"Without MatrikonOPC technology, we could not have even started this project"
Instrumentation Manager,
Independent Oil Producer
In the late 1990's, a leading oil and gas producer, with interests throughout the eastern hemisphere, acquired an oil company that gave it a majority interest in new oil and gas reserves in the South China Sea.
All process data was locked on a key gas platform that was part of the acquisition. There was no easy way to bring it on shore for analysis, performance assessment, fault prediction, etc.
Because satellites were used for communications, transfer rates were slow, expensive, and inherently unreliable. Consequently, the oil producer relied heavily on manual data entry and retrieval, and experienced significant human error in the process.
The main problems that prevented them from transporting the data from the gas platform automatically were:
- Unreliable communications to the platform
- Slow data transfer rates
- The need to conserve bandwidth
To successfully manage the operation, the company needed a complete overhaul that would eliminate all of the associated problems, but in a cost-effective, scalable, and maintainable manner.

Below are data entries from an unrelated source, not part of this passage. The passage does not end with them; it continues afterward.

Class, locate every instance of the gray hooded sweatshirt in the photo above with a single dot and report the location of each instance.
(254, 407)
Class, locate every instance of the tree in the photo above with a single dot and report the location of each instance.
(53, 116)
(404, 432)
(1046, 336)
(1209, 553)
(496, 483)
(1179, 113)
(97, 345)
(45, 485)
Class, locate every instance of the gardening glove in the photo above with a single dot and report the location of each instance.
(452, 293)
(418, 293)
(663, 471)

After researching the marketplace, they discovered MatrikonOPC and began investigating some of their advanced OPC solutions. "After learning about the Hub and Spoke architecture, we realized that it addressed every one of the individual problems we were currently facing, including reliability, scalability, accuracy and maintainability", said the Project Manager who oversaw the implementation of the MatrikonOPC solution.
"Hub and Spoke is a solution based on a number of individual OPC technologies" he added. "Its purpose is to reliably move process and business data from remote locations to a central repository. MatrikonOPC's solutions-based strategy enabled us to select different OPC components to address the specific problem we were facing".

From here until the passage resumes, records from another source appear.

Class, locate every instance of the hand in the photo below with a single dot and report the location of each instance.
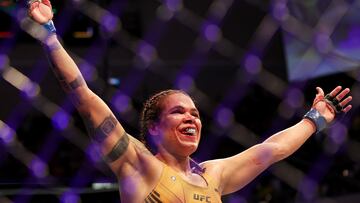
(40, 11)
(325, 108)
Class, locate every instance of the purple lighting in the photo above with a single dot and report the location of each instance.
(6, 134)
(212, 32)
(109, 22)
(3, 61)
(185, 82)
(146, 52)
(280, 11)
(323, 43)
(60, 120)
(121, 102)
(173, 5)
(39, 168)
(252, 64)
(224, 117)
(70, 197)
(295, 98)
(338, 133)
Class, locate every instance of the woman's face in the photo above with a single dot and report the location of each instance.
(179, 126)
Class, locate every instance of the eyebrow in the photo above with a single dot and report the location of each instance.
(181, 107)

In this case, the key MatrikonOPC technologies used were: OPC Desktop Historian, OPC Transporter, and OPC Tunneller.
OPC Desktop Historian was used to store all required data, both on the offshore platform and at the company's onshore data center. It provided the first part of reliability equation, ensuring that data was always being collected on the platform.
OPC Transporter provided the second part of the reliability equation. It was programmed to regularly send the latest data from the platform to the data centers for both the company, and their partners. If the network was unavailable, which happened regularly, OPC Transporter would continue to attempt to send the data until it arrived safely. As an added benefit, data could be sent at non-peak satellite hours, reducing overall costs.
OPC Tunneller was the enabling technology that allowed OPC data to flow from the external domain on the platform to both the company's domain, and the domain of their partners at the main control center. Without Tunneller, each domain would have needed a large DCOM security hole to be open, an unacceptable situation for all parties involved.
OPC DA Tunneller was used for real-time data transfer to the partner's data control center (for distribution to all partners in the project), and OPC HDA Tunneller was used to support Transporter's historical data transmissions directly to the oil producer's data center.
In addition to the key Hub and Spoke components, MatrikonOPC Data Manager was deployed to exchange data between the different control systems on board the oil platform, and the MatrikonOPC Server for iFix HMI was used to collect data directly from the operator workstations.